Ad agevolare questa tendenza è stato anche il già citato disposto costituzionale, secondo cui la forza abrogativa del referendum può esercitarsi con due modalità: essa può essere totale o parziale. Nella prima ipotesi le questioni da risolvere non sono molte perché in caso di esito abrogativo la materia prima regolata non lo è più e il problema investe, semmai, le successive forme di regolamentazione legislativa. Le questioni sorgono, invece, allorché si tratti di abrogazioni parziali: individuando con precisione certosina le "parti" di un ampio testo di legge che devono essere abrogate, si otterrà il risultato di "far dire" alla legge ciò che prima non diceva o addirittura di capovolgerne la ratio e il significato. Giuseppe Ugo Rescigno, a tal proposito, usa una eloquente similitudine: se voi da una proposizione che dice "Non si possono cogliere i fiori" togliete la particella "Non", otterrete la proposizione, del tutto sensata ma opposta alla precedente, che dice "Si possono cogliere i fiori". L' istituto referendario abrogativo italiano, dunque, da mera arma "negativa" come era stata concepita dal disegno Costituente, si è progressivamente trasformato in un' arma "positiva", finalizzata a mettere in discussione una nuova proposta che nasce come la risultante sintattica di un sofisticato collage di molteplici abrogazioni e micro-abrogazioni.

Questa prassi, che è stata sostanzialmente avallata, seppur con alcuni limiti, dalla Corte costituzionale, ha assunto la qualifica di "manipolativa" ed ha introdotto surrettiziamente nel nostro sistema, sulle vesti formali di quello abrogativo, un referendum sostanzialmente propositivo. In questa prospettiva, come nota esattamente Vezio Crisafulli, il verbo "abrogare" non significa "non disporre più" bensì assume il significato di "disporre altrimenti".

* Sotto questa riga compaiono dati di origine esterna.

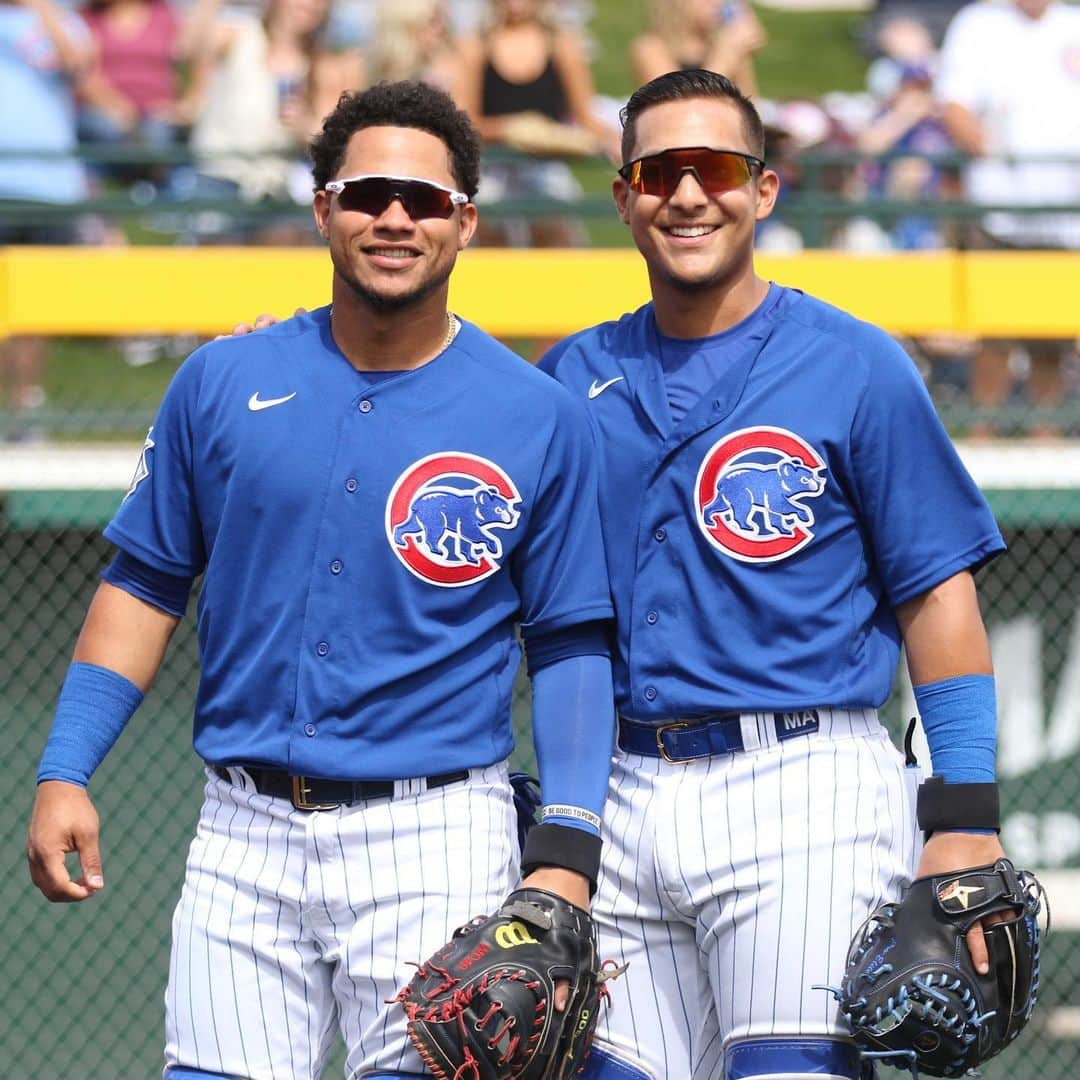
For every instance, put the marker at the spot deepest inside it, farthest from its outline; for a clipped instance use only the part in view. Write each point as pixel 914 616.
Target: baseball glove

Il fatto che costituisce il punto di emersione della problematica fondamentale sta proprio qui: con la prassi manipolativa si è cercato di riempire a tutti i costi quel vuoto normativo che deve caratterizzare l' istituto italiano allorché ottiene il suo risultato. Mediante l' impiego della abrogazione referendaria parziale si è cercato di attribuire significati logici e normativi diversi alle disposizioni risparmiate dalla "mannaia" del referendum.

Sul piano pratico, come già anticipato, abbiamo assistito ad un sostanziale assenso della Corte costituzionale rispetto a questa prassi che ha accompagnato l' applicazione del referendum nel nostro Paese, soprattutto a partire dagli anni Ottanta dello scorso secolo. Una realtà di questo tipo, se da un certo punto di vista può aver favorito il prodursi di fenomeni partecipativi da parte del corpo elettorale anche in circostanze in cui poteva esser utile dar voce diretta al popolo, non si è dimostrata certamente chiara ed ortodossa sia sul piano teorico, che in quello dogmatico. La natura e le finalità precipue del referendum abrogativo sono state in qualche modo "snaturate" ed hanno aperto surrettiziamente la strada ad altri modelli referendari, almeno formalmente sconosciuti al nostro disegno costituzionale.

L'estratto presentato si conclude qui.